Well, here we are about to close out the week. It’s been a busy one for me, with doing tons of freelancing work. I have written everything from a whitepaper on how to create an Incident Response Plan to the fundamentals of what a VPN Concentrator are. But today is no rest for me either today, as I have to compose articles on Routers/Hubs, and Data Loss Prevention.
Get theme here? Yea, it’s all about Security at one form or another. I do plan to write more about these technologies in some future blog posts, but most of my time is trying to educate you, my readers, as to how you can avoid from being a victim in a Cyber attack. Also, some of my other writing angles have been involved in trying to get inside the mind of the Cyber attacker themselves, and see what makes them think and operate the way they do.
So with that in mind, when we think of a Cyber attacker launching his or her attack, we often think of it as a unilateral, or one side attack. This simply means that the Cyber attacker launches only one attack at a time, with just one attack vector, such as that of Phishing, deploying a Trojan Horse, or sending out Ransomware and locking up a computer or wireless device.
But, the attack not just hits one victim, but many all at once . For example, this could be employees within the same business or corporation, or even different organizations of all different kinds at once. I call this as what is known as a “One to Many Attack”. Meaning, there is a Cyber attacker (or even multiple ones in the same group) that use just one attack vehicle.
That is the common thinking today in the world of Cyber security. But, have you ever thought of the fact that the same Cyber attacker can use multiple attack vehicles at the same time in order to hit multiple attacks, in a “Many to Many” style? Well, such is the case with a new malware called the “MysteryBot”, and so far, it has only targeted only Android based devices.
Security researchers at a Cybersecurity firm known as “ThreatFabric” discovered this banking malware. It consists of a keylogger and ransomware features. The malware also comes with a whole suite of data-stealing abilities, including harvesting SMS messages, mails, contacts and more.
Worst yet, MysteryBot can also place calls from the infected Android device, send spam SMS messages, delete all SMS messages and much more. The malware also consists of a Trojan Horse, thus making it a triple threat when it is launched. With regards to this, it makes use of the popular AccessibilityService, allowing the Trojan Horse to enable and abuse any required permission without the explicit permission of the victim.”
It is believed that MysteryBot is actually a variant from an existing piece of malware known as “LokiBot.” In terms of specifics on this malware, it doesn’t make use of any known or defined keylogging techniques. Rather, it employs a new and innovative technique that involves calculating the location of each key on a phone. In other words, the keylogger uses the phone’s touch data to log users’ keystrokes.
Let us illustrate this point with an example. Suppose your Android has been hit with a covert keylogging kind of malware. Rather than recording the direct keys that you are typing, this new malware has such sophisticated algorithms in that it can create a profile of your typing patterns, and from there, discern the exact keys that you are typing.
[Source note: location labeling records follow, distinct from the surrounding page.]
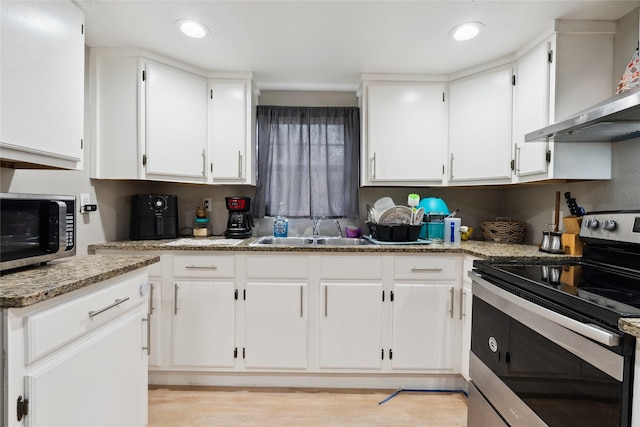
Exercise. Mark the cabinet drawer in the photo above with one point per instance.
(278, 267)
(427, 267)
(204, 266)
(351, 267)
(57, 325)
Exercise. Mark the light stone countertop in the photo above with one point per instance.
(34, 284)
(481, 249)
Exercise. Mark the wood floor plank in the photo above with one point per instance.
(207, 406)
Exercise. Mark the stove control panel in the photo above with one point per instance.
(618, 226)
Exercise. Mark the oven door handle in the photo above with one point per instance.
(590, 331)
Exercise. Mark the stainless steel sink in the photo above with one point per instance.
(342, 241)
(284, 241)
(309, 241)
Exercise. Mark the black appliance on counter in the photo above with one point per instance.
(154, 217)
(36, 228)
(240, 221)
(545, 344)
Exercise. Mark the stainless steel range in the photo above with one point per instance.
(545, 343)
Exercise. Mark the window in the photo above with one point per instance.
(308, 160)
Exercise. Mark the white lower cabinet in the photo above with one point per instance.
(276, 325)
(203, 324)
(423, 327)
(351, 326)
(84, 351)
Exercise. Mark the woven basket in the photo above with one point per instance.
(503, 230)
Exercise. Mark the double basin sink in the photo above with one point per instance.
(310, 241)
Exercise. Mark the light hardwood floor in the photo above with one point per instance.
(207, 406)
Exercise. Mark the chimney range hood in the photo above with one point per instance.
(616, 119)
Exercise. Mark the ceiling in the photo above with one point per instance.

This just makes MysteryBot all that more stealthy and difficult to trace on an Android device. With this, there is the potential that these algorithms could even be recording much more than just keystroke profiles. In terms of the Ransomware component, it embeds a feature that encrypts all files in the infected Android’s external storage. This process involves allocating all files to a password-protected ZIP archive that can only be unlocked by paying the Cyber attacker the ransom, most likely in Bitcoins.
According to the Security researchers, expect the next wave of Cyber attacks to come in the “Troublesome Threes”. Meaning, at least three or even more attack vectors used all at the same time. Of course it is not just restricted to those vehicles just described, but other forms of rogue applications can be deployed as well, such as sound recording and file uploading capabilities.
These functionalities not only allow the Cyber attackers jailbreak or root the infected Android device, but it also enables advanced data harvesting to occur without any specific triggers being actually executed.
My thoughts on this? Wow, for sure. I know that Cyber attackers are getting much more sophisticated every day, but this is the stealthiest that I have seen so far. In this regard, it is really difficult to keep up with the pace of these kinds of attacks from happening.
Yea, the good news is that there are tons of Cyber security researchers that are being paid the big bucks to track all of this, but it takes a considerable amount of time to discover these new pieces of malware, as well as research their mechanics and impacts. By the time all this is said and done, the Cyber attacker will have come out with at least ten new variants.
This is where the role of Artificial Intelligence (AI) could possibly come into play. Meaning, as the Cyber security researchers are examining a current form of malware, the data that is being discovered could fed into the AI package, in a simultaneous effort to guess what future variants could like, thus saving time and increasing the response rate to these sorts of attacks.
What can you do in the meantime? Well, not much really. Just make sure, that whatever Smartphone you have, that you at least do the following:
*Always keep the OS updated when the alert appears on your device;
*If your device is ever lost or stolen, if possible, activate the Remote Wipe tool;
*If you suspect your device is infected, take it back to the nearest retail store and have it replaced. But, before you throw your old device, make sure that all data is transferred and moved over to the new device, and deleted from the old one!!!